Movement above 1,357.38 has invalidated the main daily wave count and confirmed the alternate leaving us with only one daily wave count for downwards movement.

Click on the charts below to enlarge.

Main Wave Count.

S&P 500 daily 2012

I have adjusted the wave count to something which combines the ideas of both previous wave counts, and has a better fit and a really good overall look.

On the monthly chart, looking at where I expect primary wave C to end up, it makes sense that intermediate (black) wave 1 could be over lasting 43 sessions, 2 monthly candlesticks. This is acceptable for an intermediate degree wave and first waves are often relatively brief.

Minor degree waves (blue labeling) are lasting from 1 to 3 weeks which is the expected duration for this degree.

If the next wave down (no matter what degree of labeling it would still be a third wave) is relatively short and brief then I would consider moving everything from the start of primary wave C down one degree. I will leave it as is for now.

Ratios within black wave (1) are: wave 3 blue has no Fibonacci ratio to wave 1 blue, and wave 5 blue is 3.19 points longer than equality with wave 1 blue.

There is nice alternation between waves 2 and 4 blue: wave 2 blue is a deep flat correction and wave 4 blue is a relatively shallow zigzag.

Within wave (2) black so far there is no Fibonacci ratio between waves A and C blue. If wave C blue moved just over 5 points higher to end at 1,369 then they would reach equality. At this stage on the hourly and 5 minute chart I cannot say for sure that upwards movement is over, and if tomorrow saw a little more upwards movement then ratios would be better.

Wave (2) black may not move beyond the start of wave (1) black. This wave count is invalidated with movement above 1,422.38.

At this stage the zigzag labeled wave (2) black is probably close to completion. I want to see the parallel channel around it breached by downwards movement before I am confident upwards movement is over. At that stage I would calculate targets for wave (3) black downwards. To do so prior to trend channel confirmation would be premature.

The other variable is whether or not wave (2) black will be a single zigzag structure or may continue further as a double. The alternate looks at this possibility.

Primary wave C would reach 1.618 the length of primary wave A at 967, completing a typical expanded flat for cycle wave a.

S&P 500 hourly 2012

On the 5 minute chart it looks like the final fifth wave labeled here (v) green could be incomplete. Downwards movement to end Tuesday’s session is so far in a three wave movement indicating that we have not yet seen a trend change to the downside.

Within wave C blue there is no Fibonacci ratio between waves i and iii pink. This makes it more than likely that we shall see a Fibonacci ratio between wave v pink and either of i or iii pink. At 1,367 wave v pink would reach equality with wave iii pink. This gives us a small 2 point target zone with a reasonably good probability.

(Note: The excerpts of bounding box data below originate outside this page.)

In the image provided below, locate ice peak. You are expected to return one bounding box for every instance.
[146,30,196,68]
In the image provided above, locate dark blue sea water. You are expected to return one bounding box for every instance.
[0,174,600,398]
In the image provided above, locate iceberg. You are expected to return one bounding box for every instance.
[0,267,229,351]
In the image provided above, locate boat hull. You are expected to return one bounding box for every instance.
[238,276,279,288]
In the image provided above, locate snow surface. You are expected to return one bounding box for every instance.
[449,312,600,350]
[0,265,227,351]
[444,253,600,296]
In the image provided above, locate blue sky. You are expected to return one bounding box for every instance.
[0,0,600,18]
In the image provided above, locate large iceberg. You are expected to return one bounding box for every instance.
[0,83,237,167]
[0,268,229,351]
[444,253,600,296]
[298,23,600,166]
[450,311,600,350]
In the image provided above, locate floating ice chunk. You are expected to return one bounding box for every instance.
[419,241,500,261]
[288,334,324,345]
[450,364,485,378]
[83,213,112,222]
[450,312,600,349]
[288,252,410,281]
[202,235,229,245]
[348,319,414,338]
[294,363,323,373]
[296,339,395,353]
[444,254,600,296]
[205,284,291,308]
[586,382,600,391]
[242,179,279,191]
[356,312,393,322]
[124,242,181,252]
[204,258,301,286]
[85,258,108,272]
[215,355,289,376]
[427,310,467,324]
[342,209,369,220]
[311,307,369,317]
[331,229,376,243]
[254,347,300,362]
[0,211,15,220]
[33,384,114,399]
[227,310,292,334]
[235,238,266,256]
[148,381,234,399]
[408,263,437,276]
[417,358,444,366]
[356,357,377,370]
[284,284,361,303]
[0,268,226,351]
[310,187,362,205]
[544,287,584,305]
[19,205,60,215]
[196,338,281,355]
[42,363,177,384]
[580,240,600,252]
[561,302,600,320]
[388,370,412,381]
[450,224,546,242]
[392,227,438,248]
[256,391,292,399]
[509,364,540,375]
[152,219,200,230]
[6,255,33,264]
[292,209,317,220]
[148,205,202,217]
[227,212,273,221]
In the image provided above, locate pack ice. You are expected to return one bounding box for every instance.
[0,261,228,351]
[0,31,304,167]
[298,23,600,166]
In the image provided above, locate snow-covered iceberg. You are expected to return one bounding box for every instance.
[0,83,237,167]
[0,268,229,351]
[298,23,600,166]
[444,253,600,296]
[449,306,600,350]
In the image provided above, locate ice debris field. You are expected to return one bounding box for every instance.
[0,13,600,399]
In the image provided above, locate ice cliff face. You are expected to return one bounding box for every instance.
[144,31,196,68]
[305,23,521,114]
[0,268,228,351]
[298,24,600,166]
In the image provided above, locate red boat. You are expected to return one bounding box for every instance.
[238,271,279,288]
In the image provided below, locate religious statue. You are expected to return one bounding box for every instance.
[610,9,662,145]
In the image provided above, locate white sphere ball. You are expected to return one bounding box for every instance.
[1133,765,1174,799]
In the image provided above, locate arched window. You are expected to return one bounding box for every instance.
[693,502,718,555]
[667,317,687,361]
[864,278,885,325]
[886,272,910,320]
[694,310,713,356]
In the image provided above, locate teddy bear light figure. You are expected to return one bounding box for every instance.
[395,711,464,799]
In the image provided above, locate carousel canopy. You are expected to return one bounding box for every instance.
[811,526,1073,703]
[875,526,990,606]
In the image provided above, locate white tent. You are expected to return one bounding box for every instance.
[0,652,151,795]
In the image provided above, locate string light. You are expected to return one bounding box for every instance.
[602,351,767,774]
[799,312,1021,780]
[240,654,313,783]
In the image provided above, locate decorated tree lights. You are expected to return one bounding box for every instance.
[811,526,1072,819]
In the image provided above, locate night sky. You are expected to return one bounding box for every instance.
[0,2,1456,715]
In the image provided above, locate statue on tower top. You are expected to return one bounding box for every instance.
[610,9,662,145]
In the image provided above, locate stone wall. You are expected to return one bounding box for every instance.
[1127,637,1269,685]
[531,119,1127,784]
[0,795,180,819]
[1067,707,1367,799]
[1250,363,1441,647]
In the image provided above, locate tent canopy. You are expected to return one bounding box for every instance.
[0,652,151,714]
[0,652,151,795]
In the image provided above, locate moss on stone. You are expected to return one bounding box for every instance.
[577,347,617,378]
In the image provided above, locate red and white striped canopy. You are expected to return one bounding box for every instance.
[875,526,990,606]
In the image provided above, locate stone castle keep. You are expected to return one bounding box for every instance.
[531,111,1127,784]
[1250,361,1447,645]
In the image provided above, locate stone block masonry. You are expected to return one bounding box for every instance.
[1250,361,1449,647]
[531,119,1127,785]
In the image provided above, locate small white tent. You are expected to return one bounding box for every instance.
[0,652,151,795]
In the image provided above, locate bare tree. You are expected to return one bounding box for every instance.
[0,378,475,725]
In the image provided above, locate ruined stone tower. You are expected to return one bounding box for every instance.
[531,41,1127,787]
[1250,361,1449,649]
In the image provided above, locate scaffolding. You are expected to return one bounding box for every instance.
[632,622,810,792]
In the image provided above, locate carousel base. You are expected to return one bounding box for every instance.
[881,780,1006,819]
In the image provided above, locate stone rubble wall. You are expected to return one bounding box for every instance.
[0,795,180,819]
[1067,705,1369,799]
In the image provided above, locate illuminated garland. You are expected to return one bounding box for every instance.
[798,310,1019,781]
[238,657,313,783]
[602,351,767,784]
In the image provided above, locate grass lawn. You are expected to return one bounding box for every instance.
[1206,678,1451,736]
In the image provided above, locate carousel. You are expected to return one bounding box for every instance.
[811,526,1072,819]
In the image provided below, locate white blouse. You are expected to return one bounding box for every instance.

We should keep drawing a parallel channel about this upwards zigzag. This channel needs to be breached by downwards movement before we can confirm a trend change. For this main wave count we also need to see downwards movement unfolding as a clear five wave structure to indicate that it is wave (3) black and to eliminate the alternate wave count below.

Alternate Wave Count.

S&P 500 daily alternate 2012

This alternate wave count is identical to the main wave count with the sole exception of looking at wave (2) black as a double rather than a single.

If this wave count is correct then when the first zigzag is over the next movement would be downwards in a three wave structure for an X wave. This is most likely to be a zigzag.

Wave X blue may make a new low below the start of wave W blue, but it is unlikely to. There can be no downwards invalidation point for this reason. We will have to pay close attention to structure to indicate which of our two wave counts is correct.

S&P 500 hourly alternate 2012

This hourly chart is identical to the main hourly chart except everything within wave (2) black is moved down one degree as it looks at wave (2) black as a possible double.

Targets and invalidation points are the same for the same reasons.